Clarke, not surprisingly as he is a hardcore cop, blasts Black Lives Matter, giving his own take on the Eric Garner, Michael Brown, Trayvon Martin, and Tamir Rice cases, which, it nearly goes without saying, is far more sympathetic to the police versions of events. (He calls the organization/movement Black Lies Matter. To be sure, these views have led to more than a few run-ins with liberal blacks and mainstream black opinion.)  He is skeptical about both the claim of mass incarceration and its effects. He in fact supports mass incarceration: “Communities in which most crimes occur don’t have support structures in place for social alternatives to incarceration.

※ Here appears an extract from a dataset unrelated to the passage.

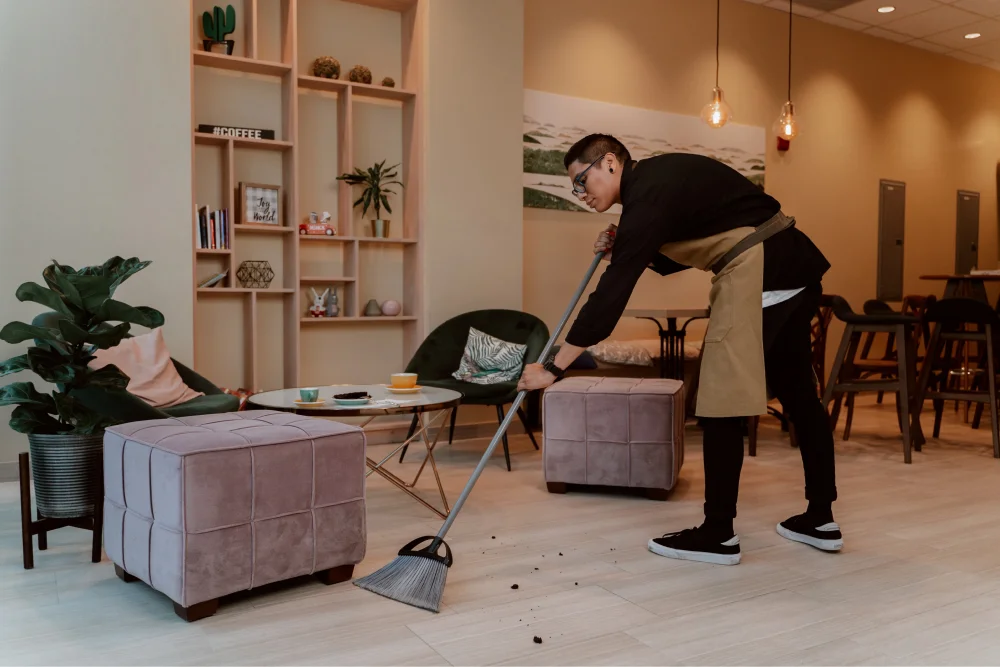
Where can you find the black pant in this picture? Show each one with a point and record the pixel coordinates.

Consequently, it’s not wise to put [perps] back into the community to claim more black victims.” It is the contention of the black conservative that he or she is protecting the black community by identifying the true victims, those who have been harmed or affected by criminals, not through some strange, largely bourgeois-obsessed inversion making the criminals the victims and the victims altogether invisible or irrelevant. (A conservative acquaintance calls this the “McHeath syndrome,” after the attractive criminal character in John Gay’s 1728 play, The Beggar’s Opera.) As Clarke writes, “If you go to a neighborhood riddled with crime, the people who live there don’t want drug dealers and users to be put back on their streets.  Who would? Residents of these neighborhoods want tougher sentencing, not more lenient sentencing. Only in the twisted logic of liberal class and race guilt would putting druggies back on the street seem like a good idea.” This is tantamount to arguing that what those who are victims of crime desire is the best solution to their problem. One can argue that this is equivalent to the grunt’s view of the war. It is clear that this is not always the case that the grunt’s view is accurate, although there is something compelling to be said about the implication in Clarke’s observation that only the privileged want criminals on the street because they are least affected by the result of their altruism.

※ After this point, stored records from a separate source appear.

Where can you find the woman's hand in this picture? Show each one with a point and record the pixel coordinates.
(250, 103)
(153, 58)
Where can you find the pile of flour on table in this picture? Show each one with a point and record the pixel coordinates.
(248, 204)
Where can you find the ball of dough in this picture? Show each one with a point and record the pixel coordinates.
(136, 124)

Clarke insists that prison should be a tough punishment, not a pleasant experience. His example of taking over the Milwaukee House of Corrections and making the prisoners follow a schedule and giving troublesome prisoners a foul-tasting but nutritional sound concoction called Nutraloaf does not seem especially extreme; certainly, it was not, by his account, anywhere close to a return to the brutalities of some place like Angola prison and its system of convict labor. Yet by his account he was politically attacked for this, for creating a “boot camp” experience. (I once had a conversation with the Muslim chaplain for Petosi Correctional Center, an African American, who felt the same way: sentences should be shorter, he explained, but prison should be a very harsh experience so that no one would wish to return. Whether this makes the recidivist reform or simply makes him more ruthlessly determined than ever not to be caught is an open question.)

Clarke’s argument against the TSA and the mass searching and screening of airline passengers will find many sympathetic readers; his argument in support of religious beliefs that confound or oppose civil law will find far fewer nods at least from the liberal set. But of course he is not writing for the liberal set. It is hard to imagine Regnery books being read by many liberals or left-leaning people.

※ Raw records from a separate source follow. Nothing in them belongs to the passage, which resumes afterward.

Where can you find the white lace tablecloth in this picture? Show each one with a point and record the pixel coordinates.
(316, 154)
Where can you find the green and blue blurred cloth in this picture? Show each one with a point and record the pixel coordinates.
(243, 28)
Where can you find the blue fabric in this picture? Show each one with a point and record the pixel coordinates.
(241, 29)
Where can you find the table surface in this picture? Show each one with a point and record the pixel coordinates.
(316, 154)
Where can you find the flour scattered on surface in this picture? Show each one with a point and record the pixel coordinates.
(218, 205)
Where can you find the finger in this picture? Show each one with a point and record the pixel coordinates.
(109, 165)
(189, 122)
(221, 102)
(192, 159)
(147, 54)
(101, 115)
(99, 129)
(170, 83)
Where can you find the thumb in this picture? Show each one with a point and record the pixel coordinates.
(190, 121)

Clarke gave the closing address at the recently ended Conservative Political Action Conference where he said, in supporting President Trump’s immigration policy, “In President Trump we have chosen a leader—a leader who I expect many of you in this room well know I both campaigned and vigorously supported for the highest office in this land.” In the fog of this particular current war sweeping our land, it is hard to know whether these were “brave words for a startling occasion” or startling words for an unreal occasion. Such is the mystery of the black conservative.